Change at this scale is hard and there are many moving parts. Very few educational systems , anywhere in t
You have that right. With the exception of CS types (like me) anybody with an active mind and a solid education can use computers with a very short learning period. As to using office software, that is not complicated. A one week course is quite enough to get the basics. The important things, like reading and writing with a strong focus on what the text said and what you want to express, are however critical and more so in a world where more communication goes via the written word than ever.
Most ACs are not even worth the keystrokes to insult them. Be generically insulted by this and ignored otherwise.
You're thinking of the price of a Chromebook or an inexpensive Windows laptop. The fruity tablets always cost more. They're the Buick of computers (fans claim they're the BMW, but they're the Buick, believe me)
It was primarily designed to funnel money into Apple and Pearson's coffers or facilitate tax writeoffs from said companies that would be at least as lucrative.
Chas - The one, the only.
THANK GOD!!!
I'm actually on my way to becoming a teacher right now and just started my practicum, which is essentially just observing a teacher and his / her students. The teacher I'm observing is one of the heads of the I-Pad technology initiative in this school, so you'd think that I would see some really interesting uses for the I-Pad in the classroom, right? (10th Grade English, Honors) So far I've seen the I-Pads used for taking quizzes, writing responses, drawing, and playing games and/or listening to music in the classroom.
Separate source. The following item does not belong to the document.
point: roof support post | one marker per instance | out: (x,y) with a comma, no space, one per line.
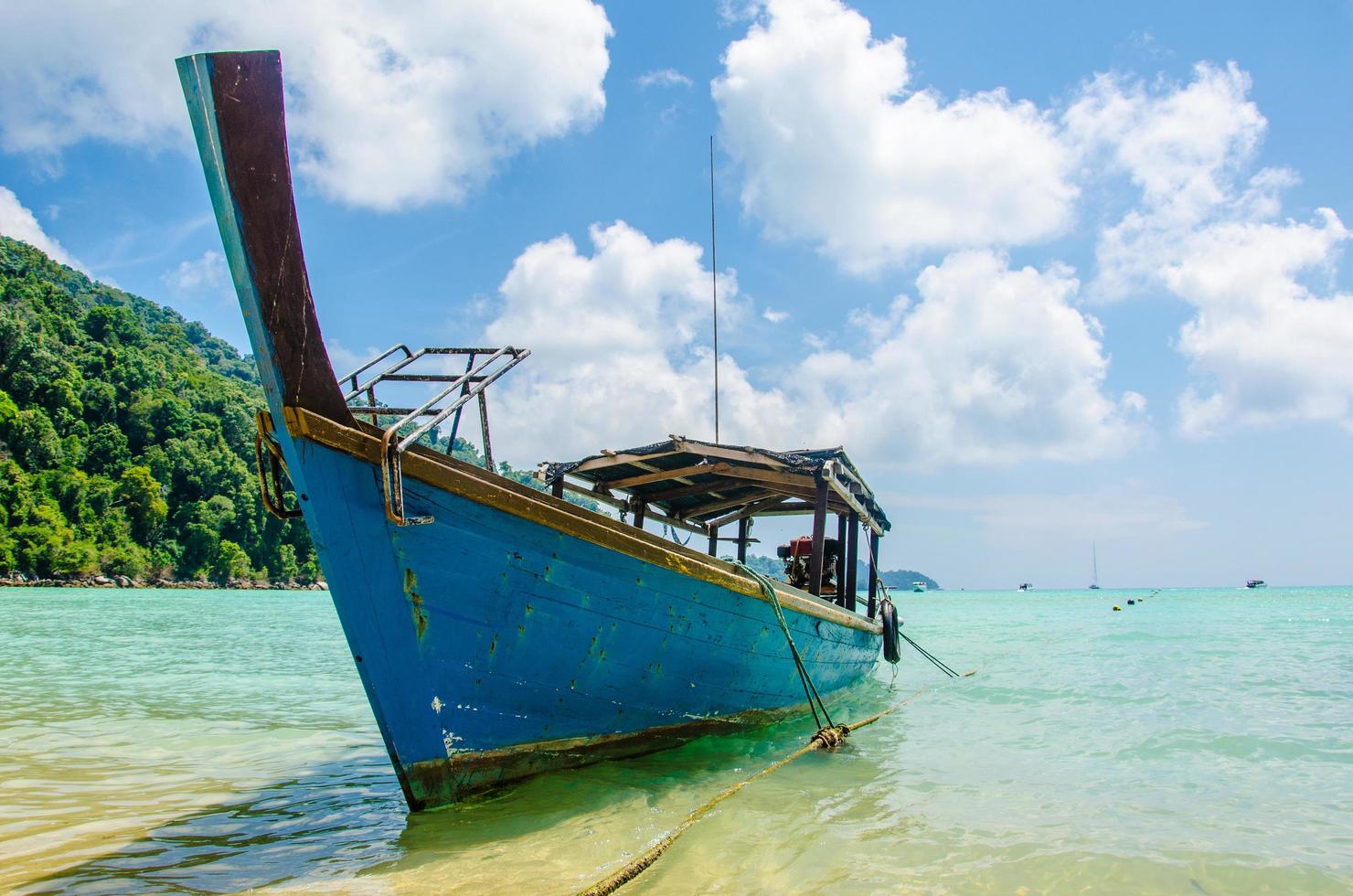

As you can imagine, I see the latter options much more frequently than the former. I just don't see any point in using technology like this. Frankly it's just another distraction that the teacher and I have to deal with constantly. I won't argue that technology CAN and SHOULD be integrated into the classroom. However, implementing technology just for the sake of saying that you are doing so is idiotic, AND EXPENSIVE! There are some limited and legitimate uses for technology in the classroom, but we still need to concentrate on the basics. I-Pads can be somewhat useful, but I cringe every-time I see these students start composing a written response on them, and even my mentor teacher admits that these devices are more of a distraction than anything else.
You have that right. With the exception of CS types (like me) anybody with an active mind and a solid education can use computers with a very short learning period.
So what's wrong with you CS types, anyway? As an IT worker I have commonly noted that programmers don't know which side of the computer is up.
"You're right," Fisheye says. "I should have set it on 'whip' or 'chop.'"
Give the kids iPads and they will just run Angry Birds all day. What ever happened to OLPC?